Guest Columnist John M. Connolly: No false equivalence

  • © Jim Gipeall rights reserved413-584-5302Smith College Use Only Submitted photo—© Jim Gipe 2001 all rights...

Published: 2/1/2021 4:11:49 PM

Joe Biden is now president. Donald Trump has left the White House in disgrace after instigating the insurrection on Jan. 6. But his apologists are busily trying to whitewash that event by claiming an equivalence between it and the Black Lives Matter (BLM) protests last summer. They also accuse Democrats of hypocritically reacting hysterically to the insurrection, but not objecting when some BLM protests turned violent.

These claims are false. Further, their use by Trump supporters is an example of institutional racism, a form of communitywide twisted belief that expresses itself in certain oft-repeated themes.

The United States Capitol was invaded at a moment when the Congress was engaged in performing a solemn constitutional duty. The mob’s intent was to thwart that performance and force the overthrow of a free and fair election.

No such thing had ever before happened in the 232-year history of our presidential elections. Even more monstrously, the insurgent mob was called into being by President Trump and his allies; he himself told the mob to “fight like hell” for his mendacious cause, which its members proceeded to do. This was sedition bordering on treason.

Did the BLM protests seek to overthrow an election, or to thwart the Congress’s performance of a constitutionally mandated function? Of course not.

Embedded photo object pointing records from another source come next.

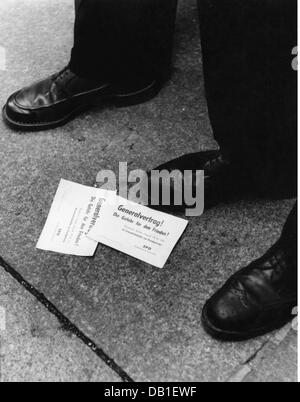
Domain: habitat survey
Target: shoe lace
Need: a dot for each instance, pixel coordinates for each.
(61, 74)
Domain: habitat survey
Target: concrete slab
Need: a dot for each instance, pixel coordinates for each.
(34, 347)
(148, 320)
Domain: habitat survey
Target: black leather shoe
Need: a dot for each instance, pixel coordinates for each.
(223, 180)
(58, 99)
(258, 299)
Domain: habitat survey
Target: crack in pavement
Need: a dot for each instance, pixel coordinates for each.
(65, 322)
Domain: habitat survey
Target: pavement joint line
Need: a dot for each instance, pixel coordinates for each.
(65, 322)
(240, 374)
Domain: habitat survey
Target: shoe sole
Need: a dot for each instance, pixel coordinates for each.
(233, 336)
(118, 100)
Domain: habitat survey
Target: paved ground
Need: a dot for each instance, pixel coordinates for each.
(147, 320)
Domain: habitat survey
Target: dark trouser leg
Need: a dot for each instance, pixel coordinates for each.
(124, 39)
(251, 87)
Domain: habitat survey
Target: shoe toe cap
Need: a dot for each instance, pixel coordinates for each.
(15, 110)
(225, 312)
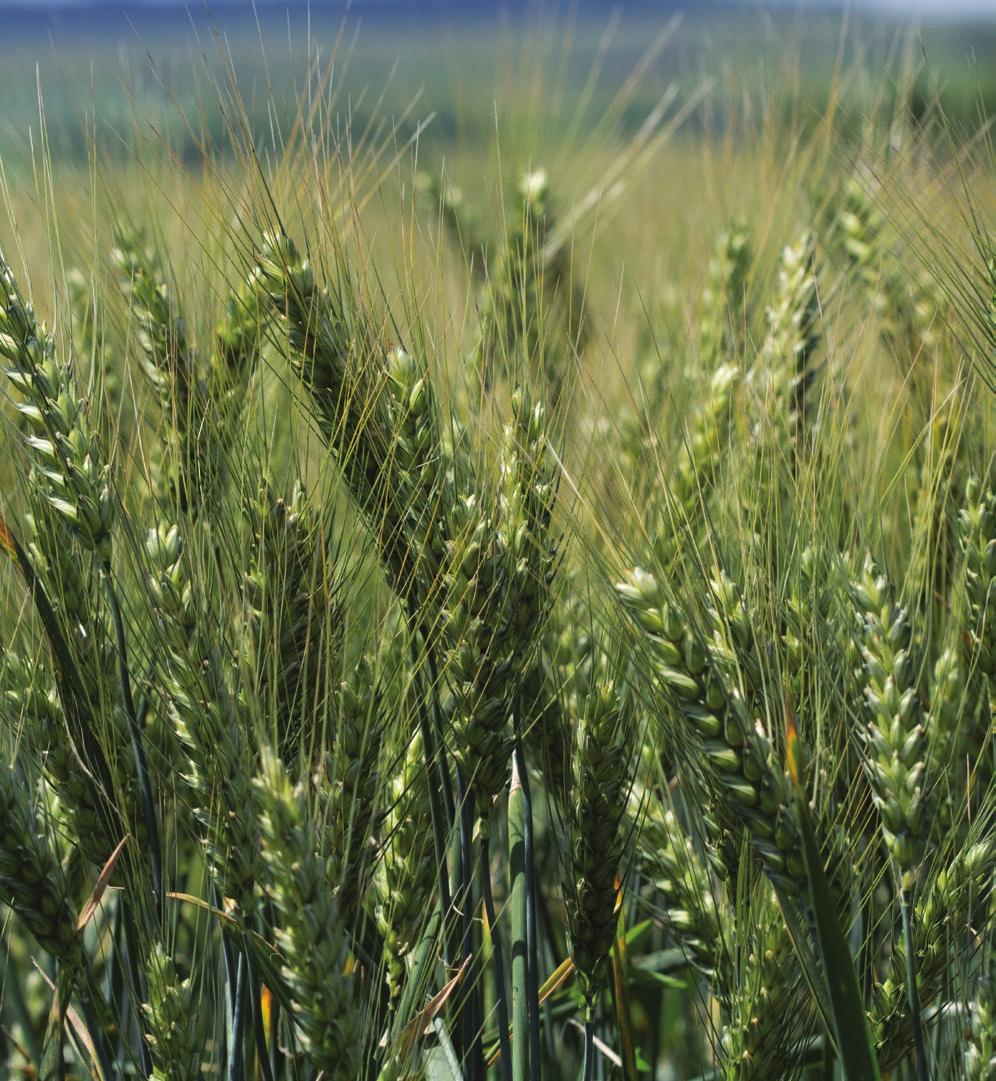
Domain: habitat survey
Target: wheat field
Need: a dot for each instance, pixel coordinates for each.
(510, 604)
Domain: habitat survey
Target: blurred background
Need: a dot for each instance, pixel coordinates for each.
(110, 75)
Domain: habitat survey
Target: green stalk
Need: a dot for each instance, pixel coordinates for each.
(532, 970)
(434, 766)
(236, 1057)
(501, 993)
(518, 901)
(916, 1022)
(145, 788)
(473, 1013)
(587, 1068)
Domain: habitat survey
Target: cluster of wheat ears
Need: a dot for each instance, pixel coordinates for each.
(372, 717)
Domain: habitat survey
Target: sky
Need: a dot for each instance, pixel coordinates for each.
(948, 8)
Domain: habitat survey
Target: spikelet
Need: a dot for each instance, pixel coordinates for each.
(294, 617)
(532, 308)
(31, 879)
(597, 836)
(62, 440)
(895, 738)
(376, 410)
(722, 307)
(406, 876)
(746, 774)
(170, 1019)
(354, 781)
(308, 930)
(793, 337)
(208, 724)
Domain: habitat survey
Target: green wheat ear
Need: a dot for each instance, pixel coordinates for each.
(308, 928)
(30, 876)
(170, 1019)
(597, 838)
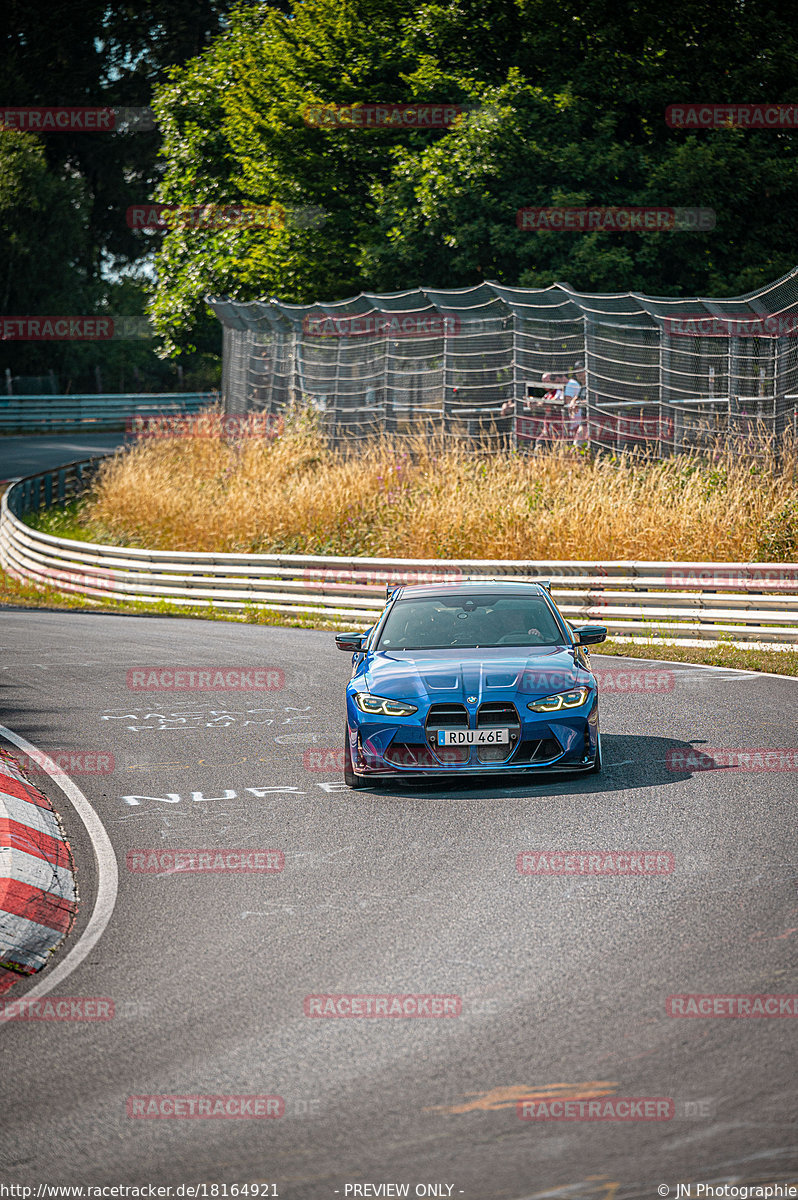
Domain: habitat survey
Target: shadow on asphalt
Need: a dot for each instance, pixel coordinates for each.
(630, 761)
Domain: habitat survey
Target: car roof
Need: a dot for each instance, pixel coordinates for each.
(469, 587)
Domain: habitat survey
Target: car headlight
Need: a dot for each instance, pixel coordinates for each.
(562, 700)
(381, 707)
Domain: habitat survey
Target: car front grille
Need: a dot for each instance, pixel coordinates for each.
(447, 717)
(503, 715)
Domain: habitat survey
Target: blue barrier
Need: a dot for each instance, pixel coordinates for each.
(54, 414)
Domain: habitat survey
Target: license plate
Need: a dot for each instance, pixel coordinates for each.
(473, 737)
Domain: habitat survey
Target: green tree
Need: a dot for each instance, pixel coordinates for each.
(571, 111)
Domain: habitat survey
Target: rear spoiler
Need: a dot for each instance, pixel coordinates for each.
(390, 588)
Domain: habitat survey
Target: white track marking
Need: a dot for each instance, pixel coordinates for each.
(107, 870)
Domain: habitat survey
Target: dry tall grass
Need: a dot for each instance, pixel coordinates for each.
(424, 501)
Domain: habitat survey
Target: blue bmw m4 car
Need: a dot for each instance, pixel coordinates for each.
(473, 678)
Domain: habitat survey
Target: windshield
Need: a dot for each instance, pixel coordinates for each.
(472, 622)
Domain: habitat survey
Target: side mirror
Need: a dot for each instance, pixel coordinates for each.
(589, 635)
(351, 642)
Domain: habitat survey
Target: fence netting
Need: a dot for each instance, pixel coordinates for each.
(525, 367)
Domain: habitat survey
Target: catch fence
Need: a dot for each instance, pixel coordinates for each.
(658, 375)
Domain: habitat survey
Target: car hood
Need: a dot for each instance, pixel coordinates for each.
(487, 675)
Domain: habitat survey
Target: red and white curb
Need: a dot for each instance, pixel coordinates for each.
(39, 897)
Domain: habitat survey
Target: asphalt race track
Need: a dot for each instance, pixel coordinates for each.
(27, 455)
(563, 979)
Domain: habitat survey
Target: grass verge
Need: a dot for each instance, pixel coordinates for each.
(726, 654)
(435, 498)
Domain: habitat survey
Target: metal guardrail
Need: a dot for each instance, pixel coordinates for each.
(54, 414)
(742, 601)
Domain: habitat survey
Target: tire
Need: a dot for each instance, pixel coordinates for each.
(595, 769)
(349, 777)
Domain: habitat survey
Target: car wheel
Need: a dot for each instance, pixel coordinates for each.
(349, 777)
(597, 762)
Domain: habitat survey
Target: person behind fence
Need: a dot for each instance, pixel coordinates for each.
(574, 400)
(552, 406)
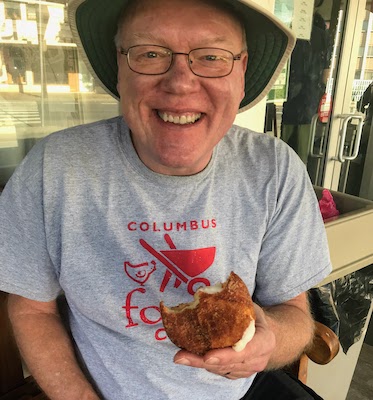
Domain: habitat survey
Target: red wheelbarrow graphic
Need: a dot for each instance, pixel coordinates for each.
(186, 265)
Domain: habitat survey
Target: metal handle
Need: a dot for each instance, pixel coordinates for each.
(346, 119)
(313, 136)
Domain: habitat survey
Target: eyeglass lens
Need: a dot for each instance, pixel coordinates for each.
(155, 60)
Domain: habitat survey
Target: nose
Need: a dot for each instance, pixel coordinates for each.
(179, 78)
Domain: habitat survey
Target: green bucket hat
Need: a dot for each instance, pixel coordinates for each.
(94, 25)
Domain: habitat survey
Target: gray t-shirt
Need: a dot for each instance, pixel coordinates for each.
(83, 215)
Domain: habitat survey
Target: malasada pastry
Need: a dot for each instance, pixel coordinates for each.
(220, 316)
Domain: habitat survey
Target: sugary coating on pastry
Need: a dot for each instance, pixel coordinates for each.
(220, 316)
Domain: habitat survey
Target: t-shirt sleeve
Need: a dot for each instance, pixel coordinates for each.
(294, 255)
(26, 268)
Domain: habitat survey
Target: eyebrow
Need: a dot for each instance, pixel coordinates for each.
(204, 43)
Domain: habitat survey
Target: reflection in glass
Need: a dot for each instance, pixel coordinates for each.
(44, 85)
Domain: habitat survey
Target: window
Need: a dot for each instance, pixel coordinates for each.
(44, 85)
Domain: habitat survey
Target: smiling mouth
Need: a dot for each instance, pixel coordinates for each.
(180, 119)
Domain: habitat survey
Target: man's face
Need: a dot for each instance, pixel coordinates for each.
(167, 147)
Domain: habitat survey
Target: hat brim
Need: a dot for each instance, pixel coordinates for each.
(94, 25)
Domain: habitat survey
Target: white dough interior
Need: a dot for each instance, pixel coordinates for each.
(246, 337)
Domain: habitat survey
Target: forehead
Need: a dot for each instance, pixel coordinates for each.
(187, 18)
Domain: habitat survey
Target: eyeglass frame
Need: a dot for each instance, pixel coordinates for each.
(236, 57)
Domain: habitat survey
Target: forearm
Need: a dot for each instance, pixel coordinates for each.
(293, 327)
(48, 352)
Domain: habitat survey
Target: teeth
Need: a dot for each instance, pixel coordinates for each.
(180, 120)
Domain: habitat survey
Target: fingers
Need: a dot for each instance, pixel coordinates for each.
(235, 365)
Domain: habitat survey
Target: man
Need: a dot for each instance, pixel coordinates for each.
(93, 210)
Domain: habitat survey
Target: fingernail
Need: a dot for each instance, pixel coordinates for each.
(212, 361)
(183, 361)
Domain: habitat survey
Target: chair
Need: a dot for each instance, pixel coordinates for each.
(13, 385)
(324, 348)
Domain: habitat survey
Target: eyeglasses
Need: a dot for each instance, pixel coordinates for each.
(206, 62)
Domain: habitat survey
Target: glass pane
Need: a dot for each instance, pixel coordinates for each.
(357, 174)
(44, 85)
(301, 100)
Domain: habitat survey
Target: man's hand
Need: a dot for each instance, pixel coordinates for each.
(282, 333)
(231, 364)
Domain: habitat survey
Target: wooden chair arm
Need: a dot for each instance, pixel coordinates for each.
(325, 345)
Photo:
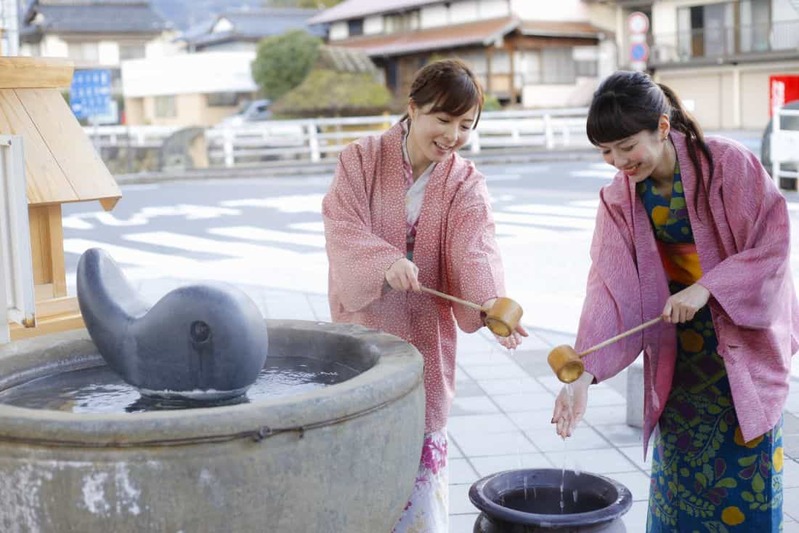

Although much went awry in the tumult, the overwhelming majority of the thousands of BLM events were an entirely peaceful exercise of First Amendment rights.

Above all, their purpose was not to support a big lie, but to implore our nation finally to acknowledge a simple truth: that the lives of our Black fellow citizens matter, are precious, too.

There were a huge number of BLM protests following the police murder of George Floyd and others, more than 7,750 by one count. The great majority — 93% — of the U.S. demonstrations were entirely peaceful. Nonetheless, as Time magazine reported, a substantial minority (42%) of (largely Republican) Americans believe, that “most protesters are trying to incite violence or destroy property.”

The fact is, out of some 2,600 locations in our country where protests took place, fewer than 220 reported any violence at all, where “violence” covers everything from defacing a monument to serious mayhem.

Yes, regrettably there was violence: statues of Confederate leaders and others were pulled from their pedestals, stores were looted or burned, and worst of all, some 25 people were killed either in direct connection with the protests or in events that may have been connected to them. Some were killed by police, others by store owners, and an apparent majority by white vigilantes, according to The Guardian, Oct. 31.

Is it true that Democrats failed to condemn this violence? No. Joe Biden was among the first to denounce it, along with Nancy Pelosi, James Clyburn, and a whole host of prominent Black leaders nationwide. This claim and the exaggeration of “violent protests” are simply false, as can be easily verified. So why are they widely repeated and believed by Republican politicians and their supporters?

I believe it is because they echo a theme that goes back to the days of slavery in the Old South: that Black people are so dangerous and unruly that they must be kept in their place by force. This belief has been central to neighborhood and school segregation.

Trump’s own real estate organization was sued by the Justice Department in 1973 for refusing to rent apartments to African Americans. His 2020 campaign warning to “suburban housewives” of the peril of a Biden victory, sounded that theme as well as another, more vicious trope: that white women are in grave danger from Black men.

In fact, Donald Trump’s whole career is a veritable lexicon of such themes: his demand to execute the (subsequently exonerated) “Central Park Five,” the “birther” allegation against Obama, the labeling of Mexican asylum seekers as rapists and murderers, the Muslim ban, calling African nations “s------- countries,” speaking of the Charlottesville White supremacists as “very fine people,” etc. All of these are racist themes meant to evoke deep-seated fears and antipathies in whites.

Donald Trump and his support structures (i.e., the Republican Party, the rightist media, the white evangelical churches, etc.) are echo-chambers for these themes. This system constitutes an important and increasingly malign part of the complex web of institutions that make up our country.

The Jan. 6 assault on the Constitution was a wake-up call to America. A first step in a return to health for the body politic would be a Senate conviction of Trump and his permanent ban from public office. Then we must emphatically reject “false equivalence” and start to recognize the real threats to our becoming a “more perfect union.”

As Amanda Gorman said in her superb Inauguration poem, “The new dawn blooms as we free it. For there is always light. If only we’re brave enough to see it. If only we’re brave enough to be in it.”

John M. Connolly is a Sophia Smith Professor of Philosophy Emeritus at Smith College.